Une merveilleuse pâtisserie lilloise qui s’installe à Prague
Un dessert phare du nord de la France peut depuis quelques mois être dégusté dans la capitale tchèque. Du chocolat, de la meringue, de la chantilly : le Merveilleux régale depuis longtemps les Lillois et s’attaque aujourd’hui aux papilles des Tchèques. Pas sûr qu’ils résistent longtemps à cette douceur des Flandres...
Même si son nom peut à première vue sembler prétentieux, le Merveilleux sait lui faire honneur. On pourrait même dire, sans mauvais jeu de mot, qu’il le porte à merveille. Mais qu’est-ce donc qu’un Merveilleux ? Victor Dewulf, co-gérant de la boutique du même nom installée à Prague, rue Revoluční, nous explique :
« Le gâteau le Merveilleux est l’appelation pour le gâteau au chocolat noir. C’est un gâteau qui vient du nord de la France. En France, on peut le trouver un peu partout, dans plein de boulangeries. Nous, nous nous sommes spécialisés dans ce gâteau et on a inventé d’autres parfums que le chocolat (qui est le Merveilleux). Le chocolat blanc, c’est l’Incroyable, mais on a aussi le Magnifique [aux pralinés], l’Impensable [au café], le Sans-Culotte [au caramel], l’Excentrique [à la cerise], donc toujours avec des noms assez glorieux. C’est un gâteau basique qu’on a amélioré et qu’on a fini. Il est composé d’une base de meringue, et nous, nous avons un secret sur cette meringue. C’est pour cela que notre Merveilleux, nos gâteaux resteront uniques. On a le secret qui lui permet d’être meilleur que les autres ! ».
C’est un secret qui a déjà plusieurs années, et qui a permis à Frédéric Vaucamps de construire autour de ce gâteau un véritable empire. Frédéric Vaucamps est un pâtissier originaire des Hauts-de-France. En 1985, il ouvre une pâtisserie classique dans laquelle il revisite pour la première fois le Merveilleux, un gâteau flamand vieux de plusieurs siècles. En 1997, il décide de faire du Merveilleux le gâteau star de sa nouvelle boutique. Il rachète un ancien commerce de textile de la célèbre rue de la Monnaie du Vieux-Lille et ouvre « Aux Merveilleux de Fred ».

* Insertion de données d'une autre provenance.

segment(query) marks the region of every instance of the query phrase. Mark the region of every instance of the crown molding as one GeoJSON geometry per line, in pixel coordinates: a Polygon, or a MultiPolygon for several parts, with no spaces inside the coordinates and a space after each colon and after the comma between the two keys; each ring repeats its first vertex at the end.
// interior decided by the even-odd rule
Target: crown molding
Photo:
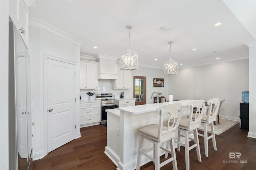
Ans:
{"type": "Polygon", "coordinates": [[[116,61],[118,58],[119,57],[117,57],[111,56],[110,55],[105,55],[104,54],[98,54],[95,56],[95,59],[105,59],[116,61]]]}
{"type": "Polygon", "coordinates": [[[250,46],[252,45],[252,44],[253,44],[254,43],[255,43],[255,42],[256,42],[256,41],[253,41],[250,42],[249,43],[244,43],[243,44],[245,45],[246,45],[247,47],[250,47],[250,46]]]}
{"type": "Polygon", "coordinates": [[[32,17],[29,17],[28,23],[30,26],[43,29],[79,46],[81,46],[84,43],[83,42],[42,20],[32,17]]]}
{"type": "Polygon", "coordinates": [[[80,55],[80,60],[95,61],[95,57],[91,55],[84,55],[83,54],[80,55]]]}

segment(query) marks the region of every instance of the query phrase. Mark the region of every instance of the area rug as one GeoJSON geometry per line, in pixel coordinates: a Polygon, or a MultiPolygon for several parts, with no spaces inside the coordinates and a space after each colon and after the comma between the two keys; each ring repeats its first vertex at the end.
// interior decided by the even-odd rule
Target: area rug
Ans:
{"type": "MultiPolygon", "coordinates": [[[[214,125],[215,135],[219,135],[239,123],[239,121],[220,119],[220,124],[218,123],[218,121],[216,121],[216,125],[214,125]]],[[[207,130],[208,131],[210,131],[210,125],[207,125],[207,130]]],[[[198,129],[199,130],[203,131],[204,125],[201,125],[201,127],[199,128],[198,128],[198,129]]]]}

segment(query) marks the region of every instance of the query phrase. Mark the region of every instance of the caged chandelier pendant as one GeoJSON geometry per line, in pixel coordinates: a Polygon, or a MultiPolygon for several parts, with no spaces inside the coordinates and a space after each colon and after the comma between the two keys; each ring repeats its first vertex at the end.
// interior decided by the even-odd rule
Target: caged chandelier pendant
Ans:
{"type": "Polygon", "coordinates": [[[170,55],[169,60],[164,63],[164,74],[178,74],[178,63],[172,59],[171,57],[171,46],[172,41],[168,42],[170,44],[170,55]]]}
{"type": "Polygon", "coordinates": [[[130,30],[132,28],[132,25],[126,26],[126,28],[129,29],[129,48],[124,53],[121,55],[120,70],[132,70],[138,69],[138,55],[139,54],[132,50],[130,46],[130,30]]]}

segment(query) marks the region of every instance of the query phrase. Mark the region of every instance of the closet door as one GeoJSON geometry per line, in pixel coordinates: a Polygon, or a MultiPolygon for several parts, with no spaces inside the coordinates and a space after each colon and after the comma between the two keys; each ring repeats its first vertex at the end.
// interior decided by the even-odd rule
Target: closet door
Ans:
{"type": "Polygon", "coordinates": [[[28,158],[26,99],[26,59],[18,53],[15,62],[15,86],[18,151],[22,158],[28,158]]]}
{"type": "Polygon", "coordinates": [[[32,151],[32,118],[31,114],[31,83],[30,60],[28,51],[26,52],[26,92],[28,133],[28,154],[30,158],[32,151]]]}

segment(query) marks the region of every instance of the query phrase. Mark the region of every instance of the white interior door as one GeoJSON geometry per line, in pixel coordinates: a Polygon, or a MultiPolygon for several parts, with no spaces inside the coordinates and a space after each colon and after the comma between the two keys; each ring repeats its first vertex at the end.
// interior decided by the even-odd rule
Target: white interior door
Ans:
{"type": "Polygon", "coordinates": [[[47,59],[47,151],[75,138],[75,65],[47,59]]]}
{"type": "Polygon", "coordinates": [[[27,110],[27,131],[28,133],[28,154],[29,158],[32,150],[32,117],[31,114],[31,83],[29,55],[26,52],[26,103],[27,110]]]}
{"type": "Polygon", "coordinates": [[[15,86],[18,151],[22,158],[28,158],[26,109],[25,59],[24,55],[15,61],[15,86]]]}

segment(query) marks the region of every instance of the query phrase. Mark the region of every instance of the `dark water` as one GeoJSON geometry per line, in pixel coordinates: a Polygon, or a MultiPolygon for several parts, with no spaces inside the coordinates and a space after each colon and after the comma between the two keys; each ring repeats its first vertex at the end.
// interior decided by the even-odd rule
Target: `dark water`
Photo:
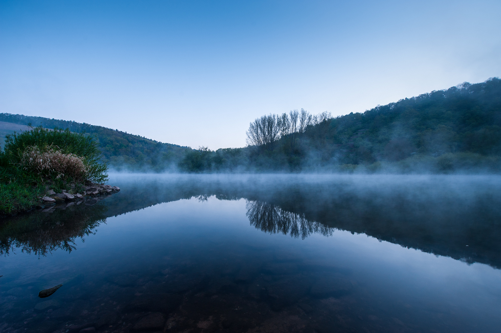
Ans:
{"type": "Polygon", "coordinates": [[[499,177],[110,184],[0,225],[0,332],[501,331],[499,177]]]}

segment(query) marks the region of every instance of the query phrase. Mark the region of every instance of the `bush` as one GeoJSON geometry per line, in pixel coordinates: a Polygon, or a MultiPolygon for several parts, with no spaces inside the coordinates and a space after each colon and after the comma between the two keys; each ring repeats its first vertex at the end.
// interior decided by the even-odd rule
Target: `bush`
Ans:
{"type": "Polygon", "coordinates": [[[73,133],[68,129],[52,130],[39,126],[8,135],[3,154],[2,166],[17,169],[12,170],[11,178],[17,176],[25,181],[61,179],[103,183],[108,180],[107,167],[101,163],[97,143],[90,136],[73,133]]]}
{"type": "Polygon", "coordinates": [[[107,166],[90,136],[39,126],[6,136],[0,151],[0,215],[29,210],[50,185],[104,183],[107,166]]]}

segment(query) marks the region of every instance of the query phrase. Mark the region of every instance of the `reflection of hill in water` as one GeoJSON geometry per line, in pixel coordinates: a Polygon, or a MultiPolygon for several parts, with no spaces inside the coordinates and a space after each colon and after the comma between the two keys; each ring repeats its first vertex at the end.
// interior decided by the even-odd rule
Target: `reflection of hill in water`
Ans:
{"type": "Polygon", "coordinates": [[[304,239],[312,233],[331,236],[334,231],[324,224],[307,219],[304,215],[284,210],[266,201],[248,201],[246,208],[250,225],[265,232],[290,234],[304,239]]]}
{"type": "MultiPolygon", "coordinates": [[[[118,183],[114,181],[122,191],[104,200],[107,210],[96,218],[102,220],[106,216],[193,197],[202,200],[212,195],[220,200],[244,198],[248,200],[247,215],[251,224],[267,232],[304,238],[312,233],[330,235],[333,228],[337,228],[499,267],[500,182],[497,177],[459,176],[123,178],[118,183]]],[[[62,215],[59,220],[65,218],[62,215]]],[[[92,229],[90,219],[85,220],[87,222],[81,226],[86,231],[82,234],[92,229]]],[[[44,230],[48,232],[47,227],[44,230]]],[[[67,230],[68,235],[79,236],[76,231],[67,230]]],[[[47,239],[37,237],[42,242],[47,239]]],[[[63,234],[55,237],[48,248],[63,238],[63,234]]],[[[23,241],[20,244],[37,244],[23,241]]]]}
{"type": "Polygon", "coordinates": [[[9,254],[14,248],[38,255],[58,248],[71,252],[75,248],[76,238],[94,233],[106,221],[106,209],[102,204],[73,205],[5,221],[0,224],[0,254],[9,254]]]}

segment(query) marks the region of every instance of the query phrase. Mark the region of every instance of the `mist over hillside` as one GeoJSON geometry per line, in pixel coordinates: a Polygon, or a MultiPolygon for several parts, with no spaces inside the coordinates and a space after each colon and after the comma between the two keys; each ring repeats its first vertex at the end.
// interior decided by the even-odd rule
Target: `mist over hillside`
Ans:
{"type": "Polygon", "coordinates": [[[497,78],[335,118],[303,109],[265,115],[250,123],[247,146],[215,151],[72,121],[1,113],[0,122],[85,132],[96,138],[103,162],[118,170],[411,173],[501,170],[501,80],[497,78]]]}

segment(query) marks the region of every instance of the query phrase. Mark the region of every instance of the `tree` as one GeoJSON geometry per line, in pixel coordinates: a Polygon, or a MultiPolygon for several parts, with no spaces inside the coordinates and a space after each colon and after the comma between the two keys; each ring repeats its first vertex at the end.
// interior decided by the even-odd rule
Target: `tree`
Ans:
{"type": "Polygon", "coordinates": [[[272,151],[275,141],[280,138],[281,122],[279,116],[272,114],[256,119],[249,124],[249,129],[245,132],[247,143],[272,151]]]}

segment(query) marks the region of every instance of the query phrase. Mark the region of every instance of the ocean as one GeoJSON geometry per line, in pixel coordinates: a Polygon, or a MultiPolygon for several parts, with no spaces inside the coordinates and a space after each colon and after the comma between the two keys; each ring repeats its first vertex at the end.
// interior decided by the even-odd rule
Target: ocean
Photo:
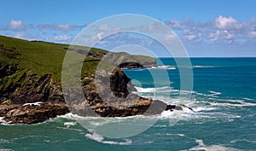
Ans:
{"type": "MultiPolygon", "coordinates": [[[[183,104],[194,112],[183,107],[184,111],[147,117],[83,118],[68,113],[30,125],[3,122],[0,150],[256,150],[256,58],[190,60],[191,67],[177,67],[175,60],[161,58],[158,67],[124,71],[137,90],[132,93],[183,104]],[[183,67],[193,71],[191,92],[180,90],[183,67]],[[161,78],[163,73],[168,81],[161,78]],[[183,98],[181,93],[191,96],[183,98]],[[155,123],[128,137],[108,137],[94,131],[122,122],[136,131],[142,121],[151,119],[155,123]]],[[[129,134],[129,128],[121,131],[129,134]]]]}

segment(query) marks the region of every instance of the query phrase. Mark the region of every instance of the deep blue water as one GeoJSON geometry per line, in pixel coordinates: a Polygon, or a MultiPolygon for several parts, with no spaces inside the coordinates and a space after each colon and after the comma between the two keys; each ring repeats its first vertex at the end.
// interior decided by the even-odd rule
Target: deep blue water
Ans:
{"type": "MultiPolygon", "coordinates": [[[[125,72],[137,86],[133,93],[185,104],[195,112],[184,107],[183,112],[167,111],[156,117],[82,118],[90,128],[135,120],[131,124],[134,129],[145,119],[157,119],[145,131],[126,138],[89,131],[73,114],[32,125],[1,125],[0,149],[256,150],[256,58],[192,58],[191,62],[192,67],[177,67],[173,59],[162,58],[157,68],[125,72]],[[180,93],[190,94],[180,91],[182,68],[193,70],[190,98],[179,97],[180,93]],[[162,78],[166,73],[169,81],[162,78]]],[[[129,133],[127,130],[123,132],[129,133]]]]}

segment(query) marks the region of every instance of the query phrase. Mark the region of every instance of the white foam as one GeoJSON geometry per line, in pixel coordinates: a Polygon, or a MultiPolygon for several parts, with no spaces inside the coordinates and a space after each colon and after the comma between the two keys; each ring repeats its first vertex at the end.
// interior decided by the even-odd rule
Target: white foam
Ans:
{"type": "Polygon", "coordinates": [[[102,143],[108,143],[108,144],[116,144],[116,145],[129,145],[132,143],[131,140],[129,139],[125,139],[125,142],[114,142],[114,141],[104,141],[104,137],[99,134],[93,133],[91,134],[86,134],[86,137],[95,140],[98,142],[102,142],[102,143]]]}
{"type": "Polygon", "coordinates": [[[210,95],[210,96],[216,96],[218,95],[221,95],[221,92],[217,92],[217,91],[213,91],[213,90],[209,90],[210,93],[212,93],[212,95],[210,95]]]}
{"type": "Polygon", "coordinates": [[[30,103],[25,103],[25,104],[23,104],[22,106],[24,107],[24,106],[32,106],[32,105],[34,105],[34,106],[39,106],[40,104],[42,104],[42,103],[44,103],[43,102],[30,102],[30,103]]]}
{"type": "Polygon", "coordinates": [[[232,140],[230,141],[231,143],[236,143],[237,142],[253,142],[253,143],[256,143],[256,140],[253,141],[253,140],[247,140],[247,139],[238,139],[238,140],[232,140]]]}
{"type": "Polygon", "coordinates": [[[135,86],[135,89],[137,90],[137,92],[168,92],[172,91],[172,89],[168,86],[163,86],[163,87],[156,87],[156,88],[142,88],[138,86],[135,86]]]}
{"type": "Polygon", "coordinates": [[[75,125],[77,122],[65,122],[63,125],[67,126],[75,125]]]}
{"type": "Polygon", "coordinates": [[[247,98],[247,97],[244,97],[242,99],[247,100],[247,101],[253,101],[253,99],[250,99],[250,98],[247,98]]]}
{"type": "Polygon", "coordinates": [[[193,68],[207,68],[207,67],[216,67],[216,66],[193,66],[193,68]]]}
{"type": "Polygon", "coordinates": [[[252,102],[245,102],[242,100],[225,100],[230,102],[235,102],[235,103],[230,103],[230,102],[210,102],[212,106],[223,106],[223,107],[254,107],[256,106],[256,103],[252,102]]]}
{"type": "Polygon", "coordinates": [[[199,146],[190,148],[189,150],[205,150],[205,151],[238,151],[234,148],[228,148],[221,145],[199,146]]]}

Dans son antre, légèreté, gourmandise et qualité sont les maîtres mots. Les pâtisseries sont préparées devant les clients en continu, dans un salon aux décors baroques. Un décor en adéquation totale avec le nom du gâteau. Les Merveilleuses et les Incroyables étaient des jeunes femmes et des jeunes hommes, symboles de la nouvelle élégance sous le Directoire au XVIIIe siècle. Ils avaient l’habitude de se rendre dans des salons aux décorations très ornementées pour discuter politique ou littérature, et surtout pour être vus. C’est cet univers raffiné qu’a recréé Frédéric Vaucamps et qui lui a permis de devenir une véritable référence de la vie lilloise.
Le lustre en cristal de Bohême
C’est ce même univers que l’on retrouve aujourd’hui à Prague. Les douces gourmandises comme l’intérieur du magasin répondent à des exigences très précises pour être conformes au concept initial du Merveilleux de Fred. Parmi les incoutournables, un élément de la décoration essentiel de toutes les boutiques – qu’elles soient à Lille, New-York ou Tokyo – a poussé Romain Carrette et Victor Dewulf à se lancer dans cette folle épopée à Prague. Il explique :
« Le lustre, la pièce maîtresse des boutiques, vient toujours de Preciosa, qui est une société tchèque. On s’est dit que par rapport à l’histoire de ce lustre, ça serait extraordinaire d’ouvrir une boutique dans la maison mère. On a donc ouvert une boutique ici et on aimerait bien en ouvrir une autre ».
Ce lustre de cristal de Bohême, produit en Tchéquie donc, trône aujourd’hui dans chacune des quarante-sept boutiques du Merveilleux de Fred, et depuis peu, également à Prague.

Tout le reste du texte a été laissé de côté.